How to determine Cloud Hub metrics to be monitored

REDIRECT: This URL has changed to https://support8.gwos.com/gw/gw8/latest/configuration/cloud-monitoring/customizing-metrics
Click the link above if you are not automatically redirected in 10 seconds.

This article focuses on how to determine the metric to be monitored for a Cloud Hub connection. Our example in this article refers to the Cloudera connector, however the process is the same for all of the connectors. Prior to reading this article, you may want to start with a review of the articles Cloud Hub and How to configure Cloud Hub connectors.

You can always override a particular threshold on a particular host by editing it within the Status Summary

Customizing Metrics

Metrics page

The Metrics page, accessible after the server credentials are established, is where you customize the lists of metrics being gathered for a connection. Out of the box, a complete list of metrics is provided for a connectors services. You can customize these metric lists by adding metrics to the list, deleting metrics, as well as creating calculated metric fields called Synthetic metrics.
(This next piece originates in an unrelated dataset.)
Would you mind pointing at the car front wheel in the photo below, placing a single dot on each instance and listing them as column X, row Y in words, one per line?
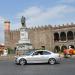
column 22, row 61
column 51, row 61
The Metrics page shows metrics grouped by Cluster, Host, and the connector service collections. The counts of metrics are displayed in the Group bar, summarized by:

  • Total metrics per group
  • Active metrics per group
  • Synthetic metrics per group

You can configure the metrics for any group by clicking on the group bar.

group bar

Configuring metrics

Each row in the grid represents a metric. Metrics can be added, edited or deleted. 

A metric is considered inactive if it is not monitored (the Monitored checkbox is unchecked). 

You can directly edit a metric options, display name, and thresholds in the grid, or use the advanced metric dialog by clicking the Edit button. Edit allows you to configure all properties of a metric using a dialog form. Click the Save button in the top navigation when you are done making changes. 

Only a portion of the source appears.